Binding of imidacloprid, thiamethoxam and N-desmethylthiamethoxam to nicotinic receptors of Myzus persicae: pharmacological profiling using neonicotinoids, natural agonists and antagonists

The increasing structural diversity of the neonicotinoid class of insecticides presently used in crop protection calls for a more detailed analysis of their mode of action at their cellular targets, the nicotinic acetylcholine receptors.Comparative radioligand binding studies using membranes of Myzus persicae (Sulzer) and representatives of the chloropyridyl subclass (imidacloprid), the chlorothiazolyl subclass (thiamethoxam), the tetrahydrofuranyl subclass (dinotefuran), as well as the novel sulfoximine type (sulfoxaflor), which is not a neonicotinoid, reveal significant differences in the number of binding sites, the displacing potencies and the mode of binding interference.
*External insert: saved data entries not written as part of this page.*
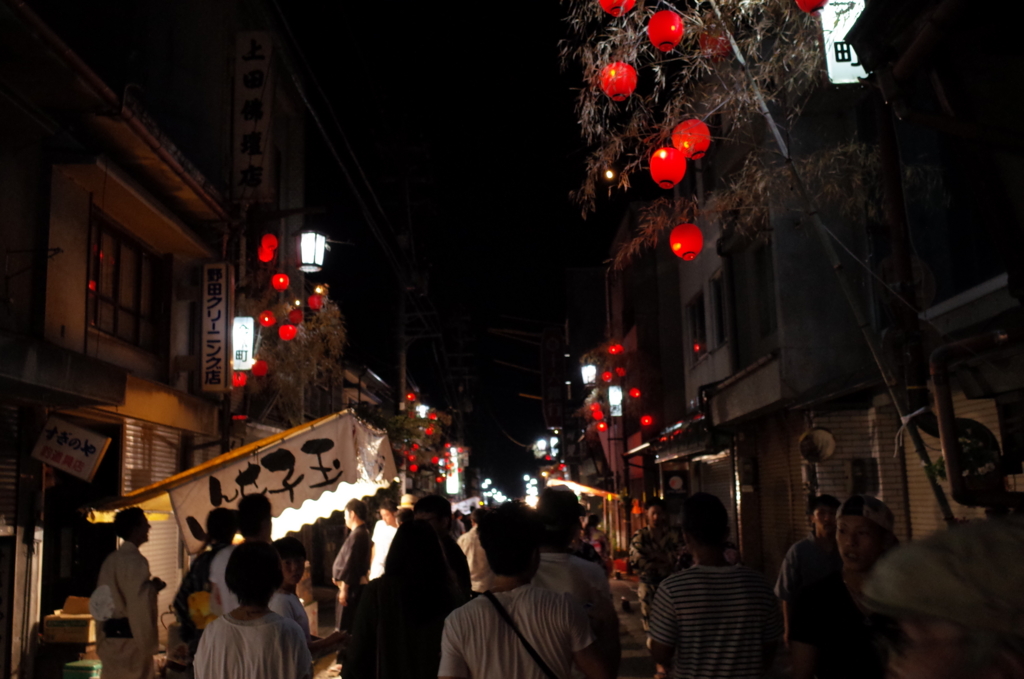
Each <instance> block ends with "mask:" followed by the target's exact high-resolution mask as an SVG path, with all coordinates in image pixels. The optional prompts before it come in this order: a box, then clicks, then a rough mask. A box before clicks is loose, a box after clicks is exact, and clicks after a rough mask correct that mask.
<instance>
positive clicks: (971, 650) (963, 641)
mask: <svg viewBox="0 0 1024 679" xmlns="http://www.w3.org/2000/svg"><path fill="white" fill-rule="evenodd" d="M1022 563H1024V521H1021V519H1019V518H1012V519H989V520H983V521H974V522H971V523H968V524H966V525H957V526H954V527H952V528H950V529H948V531H942V532H940V533H937V534H935V535H933V536H932V537H930V538H928V539H927V540H923V541H921V542H915V543H912V544H910V545H908V546H907V547H903V548H900V549H898V550H894V551H893V552H892V553H891V554H887V555H886V556H885V557H883V558H882V559H881V560H880V561H879V563H878V565H877V566H876V567H874V569H873V570H872V571H871V576H870V578H869V579H868V580H867V583H866V584H865V585H864V603H865V604H866V605H867V607H868V608H870V609H872V610H876V611H879V612H881V613H884V614H887V616H892V617H893V618H895V619H896V620H897V621H898V622H899V626H900V635H899V637H897V640H896V642H895V643H894V644H893V648H892V652H891V653H890V662H889V676H890V677H892V678H893V679H968V678H970V679H1022V678H1024V578H1022V577H1021V564H1022Z"/></svg>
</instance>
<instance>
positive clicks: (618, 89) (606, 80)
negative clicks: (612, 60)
mask: <svg viewBox="0 0 1024 679" xmlns="http://www.w3.org/2000/svg"><path fill="white" fill-rule="evenodd" d="M636 88H637V72H636V69H634V68H633V67H631V66H630V65H629V63H626V62H624V61H612V62H611V63H609V65H608V66H606V67H604V68H603V69H601V91H602V92H604V93H605V94H607V95H608V96H610V97H611V100H612V101H624V100H626V98H627V97H629V95H630V94H632V93H633V90H635V89H636Z"/></svg>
Furthermore, the mode of interaction of [3 H]thiamethoxam and the nicotinic antagonists methyllycaconitine and dihydro-β-erythroidine is unique, with Hill values of >1, clearly different to the values of around unity for [3 H]imidacloprid and [3 H]N-desmethylthiamethoxam. The interaction of [3 H]N-desmethylthiamethoxam with the agonist (-)nicotine is also characterised by a Hill value of >1.There is no single conserved site or mode of binding of neonicotinoids and related nicotinic ligands to their target receptor, but a variety of binding pockets depending on the combination of receptor subunits, the receptor subtype, its functional state, as well as the structural flexibility of both the binding pockets and the ligands. © 2016 Society of Chemical Industry.